Endovascular thrombectomy versus medical management for moderate-to-severe anterior cerebral artery occlusion stroke
Huanwen Chen, Mihir Khunte, Marco Colasurdo
Background There are no established patient selection criteria for endovascular thrombectomy (EVT) for anterior cerebral artery (ACA) stroke.
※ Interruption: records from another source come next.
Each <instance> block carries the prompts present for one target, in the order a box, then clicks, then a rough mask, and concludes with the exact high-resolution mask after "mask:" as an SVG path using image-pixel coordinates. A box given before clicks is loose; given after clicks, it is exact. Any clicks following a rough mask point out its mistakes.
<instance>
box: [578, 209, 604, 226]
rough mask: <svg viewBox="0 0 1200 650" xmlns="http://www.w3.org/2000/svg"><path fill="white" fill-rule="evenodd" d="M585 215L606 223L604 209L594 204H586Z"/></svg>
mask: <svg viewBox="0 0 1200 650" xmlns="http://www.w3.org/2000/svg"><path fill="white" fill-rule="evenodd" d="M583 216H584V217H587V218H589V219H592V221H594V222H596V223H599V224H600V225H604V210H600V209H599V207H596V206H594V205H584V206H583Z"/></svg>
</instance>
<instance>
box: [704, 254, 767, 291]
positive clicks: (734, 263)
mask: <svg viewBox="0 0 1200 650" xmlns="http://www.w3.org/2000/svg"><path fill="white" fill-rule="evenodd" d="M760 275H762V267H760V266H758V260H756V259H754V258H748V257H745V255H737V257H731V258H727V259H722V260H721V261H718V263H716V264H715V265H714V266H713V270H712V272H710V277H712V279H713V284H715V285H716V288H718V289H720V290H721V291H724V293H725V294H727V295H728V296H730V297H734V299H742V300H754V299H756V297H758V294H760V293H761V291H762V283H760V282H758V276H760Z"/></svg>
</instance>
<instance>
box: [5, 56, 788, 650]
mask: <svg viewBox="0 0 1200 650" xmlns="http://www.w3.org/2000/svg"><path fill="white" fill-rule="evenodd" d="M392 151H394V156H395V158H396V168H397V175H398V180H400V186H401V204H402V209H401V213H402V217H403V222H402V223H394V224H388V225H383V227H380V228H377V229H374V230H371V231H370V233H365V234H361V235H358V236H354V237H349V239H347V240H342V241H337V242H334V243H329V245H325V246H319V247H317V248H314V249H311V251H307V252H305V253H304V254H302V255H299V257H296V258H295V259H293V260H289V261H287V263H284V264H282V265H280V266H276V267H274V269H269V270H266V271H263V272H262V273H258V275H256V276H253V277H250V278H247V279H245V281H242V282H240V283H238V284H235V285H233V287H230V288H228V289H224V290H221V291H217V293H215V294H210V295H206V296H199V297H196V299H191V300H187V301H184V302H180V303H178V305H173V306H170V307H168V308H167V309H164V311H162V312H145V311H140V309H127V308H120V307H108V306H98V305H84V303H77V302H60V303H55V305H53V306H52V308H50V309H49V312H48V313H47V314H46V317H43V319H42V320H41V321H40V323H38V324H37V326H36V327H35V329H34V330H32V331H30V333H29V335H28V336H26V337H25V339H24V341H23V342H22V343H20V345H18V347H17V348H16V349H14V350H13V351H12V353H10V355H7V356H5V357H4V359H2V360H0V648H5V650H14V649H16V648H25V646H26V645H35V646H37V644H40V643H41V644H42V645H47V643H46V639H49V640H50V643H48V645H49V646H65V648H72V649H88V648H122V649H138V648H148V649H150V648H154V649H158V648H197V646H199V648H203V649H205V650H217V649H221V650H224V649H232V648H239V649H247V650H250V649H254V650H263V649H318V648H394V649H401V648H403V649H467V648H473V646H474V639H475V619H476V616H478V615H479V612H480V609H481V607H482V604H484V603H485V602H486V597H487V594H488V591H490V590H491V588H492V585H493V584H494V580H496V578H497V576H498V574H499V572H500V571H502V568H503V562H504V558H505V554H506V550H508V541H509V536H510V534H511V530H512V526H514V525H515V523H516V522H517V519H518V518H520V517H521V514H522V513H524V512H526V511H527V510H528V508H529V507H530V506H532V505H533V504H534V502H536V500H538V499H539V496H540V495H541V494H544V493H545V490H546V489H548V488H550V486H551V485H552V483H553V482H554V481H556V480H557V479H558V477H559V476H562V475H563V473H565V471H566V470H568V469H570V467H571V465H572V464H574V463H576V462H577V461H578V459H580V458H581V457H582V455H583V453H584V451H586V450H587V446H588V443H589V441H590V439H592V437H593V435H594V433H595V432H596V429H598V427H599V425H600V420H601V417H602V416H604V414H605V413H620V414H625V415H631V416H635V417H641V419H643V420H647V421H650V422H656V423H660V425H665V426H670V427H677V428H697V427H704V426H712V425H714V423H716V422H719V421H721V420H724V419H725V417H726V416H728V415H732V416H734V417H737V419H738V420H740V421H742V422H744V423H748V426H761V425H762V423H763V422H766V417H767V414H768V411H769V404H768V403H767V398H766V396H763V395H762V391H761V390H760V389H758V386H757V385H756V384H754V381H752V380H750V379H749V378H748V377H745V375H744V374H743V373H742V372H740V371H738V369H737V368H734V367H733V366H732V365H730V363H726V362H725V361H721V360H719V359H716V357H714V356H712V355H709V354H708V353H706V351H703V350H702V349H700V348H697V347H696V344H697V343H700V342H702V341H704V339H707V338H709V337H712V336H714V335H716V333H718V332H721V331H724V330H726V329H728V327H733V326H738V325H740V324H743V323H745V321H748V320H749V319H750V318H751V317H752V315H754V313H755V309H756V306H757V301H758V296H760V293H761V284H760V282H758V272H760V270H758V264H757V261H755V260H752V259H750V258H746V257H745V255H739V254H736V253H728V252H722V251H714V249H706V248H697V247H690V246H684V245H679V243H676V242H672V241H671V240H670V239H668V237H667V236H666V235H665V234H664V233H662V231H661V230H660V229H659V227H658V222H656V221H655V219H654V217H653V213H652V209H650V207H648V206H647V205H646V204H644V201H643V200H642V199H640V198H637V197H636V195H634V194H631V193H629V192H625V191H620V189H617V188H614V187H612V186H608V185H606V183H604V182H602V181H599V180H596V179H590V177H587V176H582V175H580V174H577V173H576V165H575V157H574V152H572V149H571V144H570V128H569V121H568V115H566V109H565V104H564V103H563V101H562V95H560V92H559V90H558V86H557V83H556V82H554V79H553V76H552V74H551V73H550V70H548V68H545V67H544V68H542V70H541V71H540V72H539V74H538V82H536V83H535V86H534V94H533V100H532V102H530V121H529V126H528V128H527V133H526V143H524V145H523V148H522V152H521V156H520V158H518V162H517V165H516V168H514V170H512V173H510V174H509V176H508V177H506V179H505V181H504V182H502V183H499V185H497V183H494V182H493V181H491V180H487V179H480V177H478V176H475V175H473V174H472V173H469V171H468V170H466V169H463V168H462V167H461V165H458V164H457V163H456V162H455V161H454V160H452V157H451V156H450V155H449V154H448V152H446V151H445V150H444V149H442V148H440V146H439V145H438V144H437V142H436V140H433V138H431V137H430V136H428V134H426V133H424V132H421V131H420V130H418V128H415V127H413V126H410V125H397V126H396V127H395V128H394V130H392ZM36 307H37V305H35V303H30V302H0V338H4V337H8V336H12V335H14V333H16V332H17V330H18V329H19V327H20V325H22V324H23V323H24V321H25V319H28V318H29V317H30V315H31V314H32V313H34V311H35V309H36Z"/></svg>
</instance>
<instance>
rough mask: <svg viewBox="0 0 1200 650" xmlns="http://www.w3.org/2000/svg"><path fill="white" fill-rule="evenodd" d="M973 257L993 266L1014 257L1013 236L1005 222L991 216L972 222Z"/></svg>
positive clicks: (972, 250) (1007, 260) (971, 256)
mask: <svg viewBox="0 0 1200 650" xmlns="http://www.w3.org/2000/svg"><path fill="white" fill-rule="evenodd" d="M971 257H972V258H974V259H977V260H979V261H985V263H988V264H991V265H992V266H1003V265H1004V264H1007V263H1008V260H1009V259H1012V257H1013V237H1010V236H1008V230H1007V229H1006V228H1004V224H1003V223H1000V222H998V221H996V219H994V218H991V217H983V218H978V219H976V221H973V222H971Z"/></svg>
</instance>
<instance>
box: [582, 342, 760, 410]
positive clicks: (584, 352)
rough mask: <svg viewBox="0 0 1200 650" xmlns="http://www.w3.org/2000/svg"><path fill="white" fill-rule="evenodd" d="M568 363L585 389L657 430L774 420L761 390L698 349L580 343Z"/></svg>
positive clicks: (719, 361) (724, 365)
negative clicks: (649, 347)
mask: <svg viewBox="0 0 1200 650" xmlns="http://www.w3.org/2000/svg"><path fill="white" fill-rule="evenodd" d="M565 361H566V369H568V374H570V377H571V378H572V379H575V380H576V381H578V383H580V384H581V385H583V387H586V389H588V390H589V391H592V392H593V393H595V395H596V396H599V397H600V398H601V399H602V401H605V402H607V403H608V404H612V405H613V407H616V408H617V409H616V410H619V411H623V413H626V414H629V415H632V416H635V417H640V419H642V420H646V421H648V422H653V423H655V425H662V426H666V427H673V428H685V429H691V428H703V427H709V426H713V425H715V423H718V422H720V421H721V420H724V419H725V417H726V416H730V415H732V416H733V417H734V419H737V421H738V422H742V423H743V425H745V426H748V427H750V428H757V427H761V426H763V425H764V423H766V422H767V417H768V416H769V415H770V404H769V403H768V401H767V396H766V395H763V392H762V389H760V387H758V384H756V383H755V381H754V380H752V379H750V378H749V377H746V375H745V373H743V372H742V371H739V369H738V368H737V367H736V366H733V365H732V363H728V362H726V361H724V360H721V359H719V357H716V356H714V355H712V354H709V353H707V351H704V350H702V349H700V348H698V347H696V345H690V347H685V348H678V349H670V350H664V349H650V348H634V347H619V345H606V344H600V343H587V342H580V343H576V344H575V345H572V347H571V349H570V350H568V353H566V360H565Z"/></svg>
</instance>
Methods This was a retrospective cohort study of the 2016–2020 National Inpatient Sample in the United States. Isolated ACA-occlusion stroke patients with moderate-to-severe stroke symptoms (NIH stroke scale [NIHSS]=/+6) were included. Primary outcome was hospital discharge to home with self-care. Secondary outcomes include in-hospital mortality and intracranial hemorrhage (ICH). Confounders were accounted for by multivariable logistic regression.
Results 6685 patients were included; 335 received EVT. Compared to medical management (MM), EVT patients were younger (mean 67.2 versus 72.2 years; p=0.014) and had higher NIHSS (mean 16.0 versus 12.5; p<0.001). EVT was numerically but not statistically significantly associated with higher odds of home discharge compared to MM (aOR 2.26 [95%CI 0.99-5.17], p=0.053). EVT was significantly associated with higher odds of home discharge among patients with NIHSS 10 or greater (aOR 3.35 [95%CI 1.06-10.58], p=0.039), those who did not receive prior thrombolysis (aOR 3.96 [95%CI 1.53-10.23], p=0.005), and those with embolic stroke etiology (aOR 4.03 [95%CI 1.21-13.47], p=0.024). EVT was not significantly associated with higher rates of mortality (aOR 1.93 [95%CI 0.80–4.63], p=0.14); however, it was significantly associated with higher rates of ICH (22.4% vs. 8.5%, p<0.001).
Conclusion EVT was associated with higher odds of favorable short-term outcomes for moderate-to-severe ACA-occlusion stroke in select patients. Future studies are needed to confirm the efficacy of EVT in terms of longer term neurological outcomes.